Jean-Pierre Clamadieu deviendra membre du comité exécutif de Solvay avec le rôle de "Deputy Chief Executive Officer", soit numéro deux de la nouvelle entité. Le dirigeant est également pressenti pour succéder à Christian Jourquin, le PDG de Solvay, lors du départ de celui-ci.
AOF - EN SAVOIR PLUS
Les points forts de la valeur
- Rhodia est désormais l'un des trois premiers acteurs mondiaux de la chimie de spécialités, plus rentable que la chimie de base. C'est le co-leader français avec Arkema.
- Le groupe a opéré un repositionnement en profondeur avec la cession des branches les moins rentables et la réorganisation de ses activités, au nombre de 11 depuis l'automne 2010, contre 6 auparavant.
- Le groupe a souvent fait preuve d'une bonne capacité à répercuter la hausse des matières premières et du dollar sur ses prix, préservant ainsi ses niveaux de rentabilité.

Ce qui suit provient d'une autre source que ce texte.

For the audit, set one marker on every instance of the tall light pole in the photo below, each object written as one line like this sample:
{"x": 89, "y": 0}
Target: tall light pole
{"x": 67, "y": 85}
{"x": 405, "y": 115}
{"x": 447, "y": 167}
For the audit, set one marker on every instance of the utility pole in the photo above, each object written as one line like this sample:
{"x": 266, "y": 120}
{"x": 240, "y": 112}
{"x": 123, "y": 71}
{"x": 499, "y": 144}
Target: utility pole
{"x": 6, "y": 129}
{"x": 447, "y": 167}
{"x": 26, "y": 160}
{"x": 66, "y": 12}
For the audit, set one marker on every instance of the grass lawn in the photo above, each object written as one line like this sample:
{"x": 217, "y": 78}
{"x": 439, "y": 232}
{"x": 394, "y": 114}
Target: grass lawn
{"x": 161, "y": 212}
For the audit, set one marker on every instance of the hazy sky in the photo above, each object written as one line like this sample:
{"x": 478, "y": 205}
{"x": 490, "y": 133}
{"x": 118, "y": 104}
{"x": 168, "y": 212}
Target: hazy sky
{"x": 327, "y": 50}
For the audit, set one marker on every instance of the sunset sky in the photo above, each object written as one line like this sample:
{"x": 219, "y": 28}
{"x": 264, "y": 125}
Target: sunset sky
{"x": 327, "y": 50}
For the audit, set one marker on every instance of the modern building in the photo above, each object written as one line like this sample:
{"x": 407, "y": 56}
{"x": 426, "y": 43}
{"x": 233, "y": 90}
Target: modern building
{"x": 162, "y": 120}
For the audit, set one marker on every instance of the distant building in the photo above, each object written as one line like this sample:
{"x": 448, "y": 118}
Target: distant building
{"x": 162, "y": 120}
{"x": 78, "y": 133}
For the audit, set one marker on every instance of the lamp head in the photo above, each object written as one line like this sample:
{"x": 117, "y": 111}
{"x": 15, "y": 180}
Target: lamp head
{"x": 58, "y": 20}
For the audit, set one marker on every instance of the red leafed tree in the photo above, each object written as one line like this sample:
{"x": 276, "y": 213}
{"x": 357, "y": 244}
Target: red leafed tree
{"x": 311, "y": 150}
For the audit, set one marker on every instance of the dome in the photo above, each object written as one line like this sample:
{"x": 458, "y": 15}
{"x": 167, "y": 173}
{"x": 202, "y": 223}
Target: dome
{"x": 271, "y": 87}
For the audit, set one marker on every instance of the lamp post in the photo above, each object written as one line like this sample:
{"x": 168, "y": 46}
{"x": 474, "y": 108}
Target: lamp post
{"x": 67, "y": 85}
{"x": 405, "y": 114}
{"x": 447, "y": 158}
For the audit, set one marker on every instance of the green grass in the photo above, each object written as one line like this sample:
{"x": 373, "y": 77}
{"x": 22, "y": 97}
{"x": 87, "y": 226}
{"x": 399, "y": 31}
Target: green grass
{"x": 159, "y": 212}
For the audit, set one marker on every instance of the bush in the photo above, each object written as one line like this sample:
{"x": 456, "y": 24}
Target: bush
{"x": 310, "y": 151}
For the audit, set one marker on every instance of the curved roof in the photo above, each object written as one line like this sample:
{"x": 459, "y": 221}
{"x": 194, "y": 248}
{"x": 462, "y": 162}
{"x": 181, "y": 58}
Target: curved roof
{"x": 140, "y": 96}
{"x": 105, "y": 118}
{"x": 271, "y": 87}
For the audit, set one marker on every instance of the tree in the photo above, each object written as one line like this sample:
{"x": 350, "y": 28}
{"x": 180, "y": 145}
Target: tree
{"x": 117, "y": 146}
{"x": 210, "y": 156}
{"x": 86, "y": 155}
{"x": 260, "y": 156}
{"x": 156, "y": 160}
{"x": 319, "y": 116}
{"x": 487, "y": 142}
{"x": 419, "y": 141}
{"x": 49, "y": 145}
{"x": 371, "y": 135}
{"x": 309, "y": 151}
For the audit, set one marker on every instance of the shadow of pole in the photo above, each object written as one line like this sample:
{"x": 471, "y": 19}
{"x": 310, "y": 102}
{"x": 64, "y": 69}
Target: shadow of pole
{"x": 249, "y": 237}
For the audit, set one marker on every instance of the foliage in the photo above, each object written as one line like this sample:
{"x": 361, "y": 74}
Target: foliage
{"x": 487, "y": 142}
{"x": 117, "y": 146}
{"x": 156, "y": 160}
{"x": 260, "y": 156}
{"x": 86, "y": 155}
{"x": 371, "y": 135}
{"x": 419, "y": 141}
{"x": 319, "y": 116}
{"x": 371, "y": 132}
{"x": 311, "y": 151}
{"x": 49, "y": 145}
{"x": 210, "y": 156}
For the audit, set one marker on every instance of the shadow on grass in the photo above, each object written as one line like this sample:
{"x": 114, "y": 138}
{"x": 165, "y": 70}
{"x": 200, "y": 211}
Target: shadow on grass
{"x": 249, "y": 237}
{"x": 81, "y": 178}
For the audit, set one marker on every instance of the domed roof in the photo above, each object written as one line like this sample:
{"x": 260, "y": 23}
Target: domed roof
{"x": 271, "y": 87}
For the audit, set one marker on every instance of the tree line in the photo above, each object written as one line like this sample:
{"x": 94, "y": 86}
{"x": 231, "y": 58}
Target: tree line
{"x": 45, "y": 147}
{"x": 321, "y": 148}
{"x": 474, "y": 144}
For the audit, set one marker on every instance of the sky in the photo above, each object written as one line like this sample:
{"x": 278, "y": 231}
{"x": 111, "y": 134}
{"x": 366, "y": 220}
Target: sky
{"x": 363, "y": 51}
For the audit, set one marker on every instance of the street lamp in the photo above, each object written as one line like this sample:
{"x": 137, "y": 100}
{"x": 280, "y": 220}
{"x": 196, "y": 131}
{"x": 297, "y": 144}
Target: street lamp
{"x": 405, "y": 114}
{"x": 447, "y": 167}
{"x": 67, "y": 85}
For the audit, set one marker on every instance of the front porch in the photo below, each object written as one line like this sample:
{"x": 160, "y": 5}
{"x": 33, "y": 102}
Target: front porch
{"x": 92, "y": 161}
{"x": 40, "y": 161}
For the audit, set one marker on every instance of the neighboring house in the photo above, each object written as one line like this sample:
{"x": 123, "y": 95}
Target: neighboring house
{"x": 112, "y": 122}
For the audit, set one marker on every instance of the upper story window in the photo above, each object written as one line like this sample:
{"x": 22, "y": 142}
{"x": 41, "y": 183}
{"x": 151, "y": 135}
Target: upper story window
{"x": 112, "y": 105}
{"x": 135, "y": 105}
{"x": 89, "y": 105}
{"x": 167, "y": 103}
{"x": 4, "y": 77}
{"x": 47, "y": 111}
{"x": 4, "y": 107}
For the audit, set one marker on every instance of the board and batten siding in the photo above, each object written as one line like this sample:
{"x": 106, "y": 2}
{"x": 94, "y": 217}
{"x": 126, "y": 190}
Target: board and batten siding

- Rhodia réalise 45% de ses ventes dans les pays émergents (notamment en Chine et au Brésil) et poursuit son développement dans ces zones au travers d'acquisitions ciblées comme au début de l'été 2010 avec le chinois Feixiang Chemicals. C'est un avantage comparatif face à ses concurrents.
- Rhodia a développé une activité de revente de crédit carbone (CER).
- 30% du chiffre d'affaires du groupe s'inscrit dans une démarche de développement durable.
- La direction est confiante dans les perspectives du groupe, le carnet de commandes ne reflétant pas de signe de ralentissement.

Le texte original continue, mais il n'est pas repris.